Microorganism Billiards
Saverio E. Spagnolie, Colin Wahl, Joseph Lukasik, and Jean-Luc, Thiffeault

TL;DR
This paper investigates the complex dynamics of microorganisms reflecting off surfaces with a fixed departure angle, revealing stable, chaotic, and trapping behaviors, and proposes a passive sorting device based on these properties.
Contribution
It introduces a novel billiard-like model for microorganism reflection, analyzing its dynamics in polygonal domains and patterned environments, with implications for sorting and trapping.
Findings
Dynamics can be stable or chaotic depending on geometry and angle.
Passive sorting device can separate swimmers by departure angle.
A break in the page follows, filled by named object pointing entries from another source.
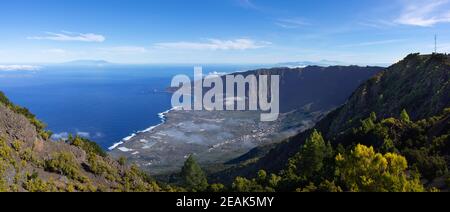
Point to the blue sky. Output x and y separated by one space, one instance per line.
220 31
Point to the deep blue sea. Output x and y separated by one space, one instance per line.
104 104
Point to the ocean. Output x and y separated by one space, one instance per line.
104 104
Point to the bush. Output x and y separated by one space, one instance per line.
87 145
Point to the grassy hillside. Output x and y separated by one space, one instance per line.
417 86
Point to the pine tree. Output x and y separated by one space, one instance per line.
193 176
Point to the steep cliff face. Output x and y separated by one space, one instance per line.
31 162
419 84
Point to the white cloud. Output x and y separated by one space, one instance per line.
215 44
291 23
124 50
55 51
247 4
84 134
70 36
19 68
424 13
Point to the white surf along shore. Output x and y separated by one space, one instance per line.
162 116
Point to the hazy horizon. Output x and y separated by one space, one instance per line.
221 32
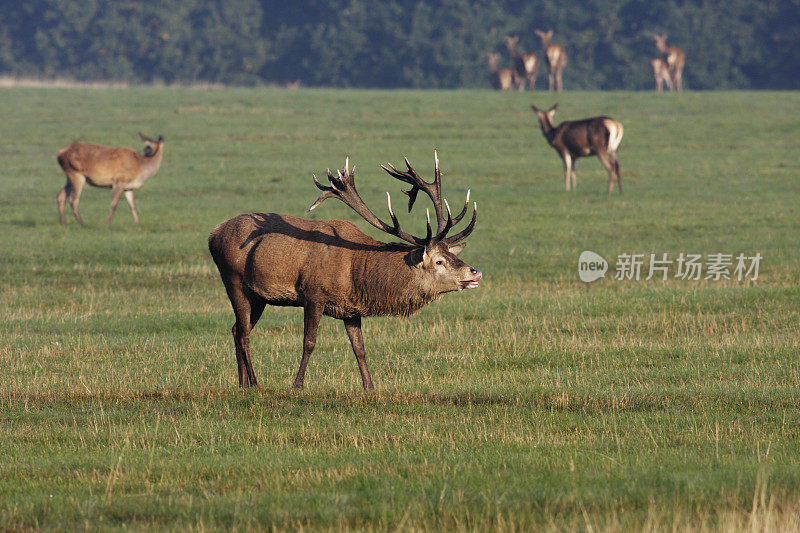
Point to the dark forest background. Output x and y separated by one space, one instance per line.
730 44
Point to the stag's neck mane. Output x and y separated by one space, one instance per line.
389 283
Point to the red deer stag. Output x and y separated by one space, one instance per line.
556 59
526 64
120 169
661 74
503 79
675 59
598 136
331 268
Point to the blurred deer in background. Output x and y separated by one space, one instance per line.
556 59
674 57
331 268
120 169
661 74
525 64
598 136
503 79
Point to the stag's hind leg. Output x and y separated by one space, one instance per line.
609 161
61 198
132 203
72 191
353 327
247 307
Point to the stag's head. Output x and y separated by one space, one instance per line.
151 147
434 256
545 36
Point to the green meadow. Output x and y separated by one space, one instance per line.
535 402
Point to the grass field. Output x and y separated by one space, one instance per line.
536 401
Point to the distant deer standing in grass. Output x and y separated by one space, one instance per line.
598 136
674 57
120 169
526 64
556 59
661 74
503 79
332 268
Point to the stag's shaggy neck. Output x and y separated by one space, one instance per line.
391 283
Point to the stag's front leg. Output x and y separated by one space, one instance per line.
132 203
116 192
312 314
606 159
567 168
353 327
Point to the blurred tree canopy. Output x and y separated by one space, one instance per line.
729 44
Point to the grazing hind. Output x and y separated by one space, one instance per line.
572 139
120 169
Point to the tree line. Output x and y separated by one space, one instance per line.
729 44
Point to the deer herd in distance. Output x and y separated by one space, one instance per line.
667 68
331 268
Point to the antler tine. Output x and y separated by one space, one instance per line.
433 189
466 231
344 188
463 212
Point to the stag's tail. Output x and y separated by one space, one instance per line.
614 134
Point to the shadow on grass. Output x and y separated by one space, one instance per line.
333 400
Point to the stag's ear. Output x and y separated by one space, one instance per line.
457 248
416 257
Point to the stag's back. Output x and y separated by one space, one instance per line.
288 260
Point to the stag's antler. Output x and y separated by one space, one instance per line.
343 187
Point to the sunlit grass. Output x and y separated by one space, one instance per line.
534 402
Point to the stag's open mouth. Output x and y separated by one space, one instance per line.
471 283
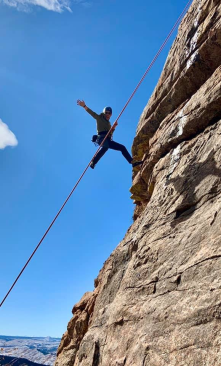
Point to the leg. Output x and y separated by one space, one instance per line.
115 146
102 151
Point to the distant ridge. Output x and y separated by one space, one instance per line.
6 360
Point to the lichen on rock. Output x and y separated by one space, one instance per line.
157 299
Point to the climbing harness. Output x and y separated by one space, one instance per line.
109 132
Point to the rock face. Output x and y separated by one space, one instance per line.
157 300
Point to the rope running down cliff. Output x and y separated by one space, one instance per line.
113 127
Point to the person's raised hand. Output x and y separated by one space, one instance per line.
115 125
81 103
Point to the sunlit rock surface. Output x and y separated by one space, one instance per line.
157 299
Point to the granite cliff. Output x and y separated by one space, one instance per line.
157 299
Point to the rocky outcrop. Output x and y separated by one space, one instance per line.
157 299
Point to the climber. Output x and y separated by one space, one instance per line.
103 126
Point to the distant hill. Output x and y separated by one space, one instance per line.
29 350
12 361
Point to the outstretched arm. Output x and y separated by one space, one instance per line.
81 103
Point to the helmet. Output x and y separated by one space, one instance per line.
107 109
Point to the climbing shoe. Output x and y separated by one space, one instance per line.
137 163
92 165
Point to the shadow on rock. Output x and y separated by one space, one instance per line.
187 183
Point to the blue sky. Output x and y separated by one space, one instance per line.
52 53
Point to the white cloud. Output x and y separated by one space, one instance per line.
54 5
7 137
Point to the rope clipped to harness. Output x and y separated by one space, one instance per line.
112 129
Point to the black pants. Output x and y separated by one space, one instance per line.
109 144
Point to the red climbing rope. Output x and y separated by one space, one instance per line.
113 127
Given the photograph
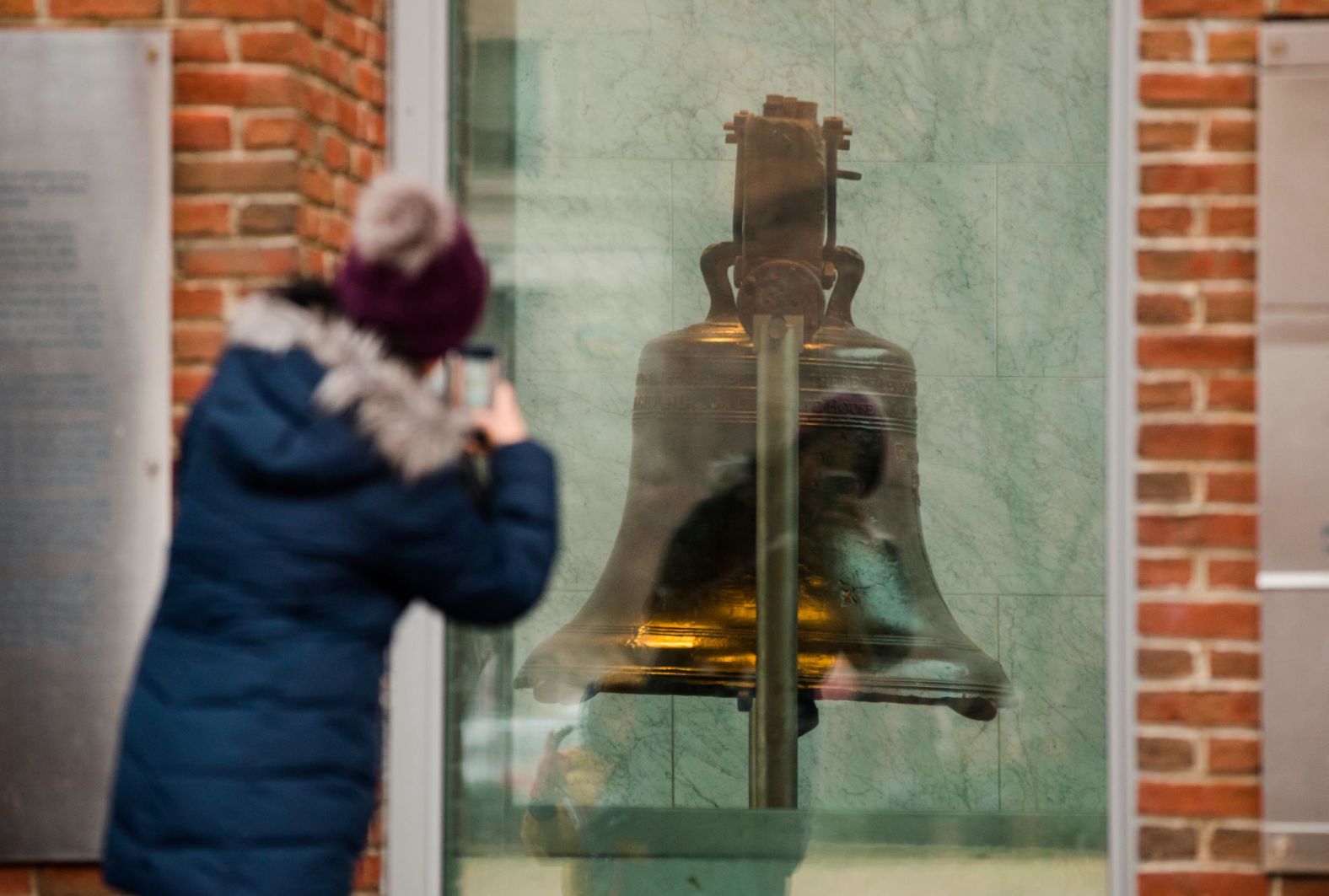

Trajectories can be trapped or diffusive based on environment pattern.
Abstract
Recent experiments and numerical simulations have shown that certain types of microorganisms "reflect" off of a flat surface at a critical angle of departure, independent of the angle of incidence. The nature of the reflection may be active (cell and flagellar contact with the surface) or passive (hydrodynamic) interactions. We explore the billiard-like motion of a body with this empirical reflection law inside a regular polygon and show that the dynamics can settle on a stable periodic orbit or can be chaotic, depending on the swimmer's departure angle and the domain geometry. The dynamics are often found to be robust to the introduction of weak random fluctuations. The Lyapunov exponent of swimmer trajectories can be positive or negative, can have extremal values, and can have discontinuities depending on the degree of the polygon. A passive sorting device is proposed that traps…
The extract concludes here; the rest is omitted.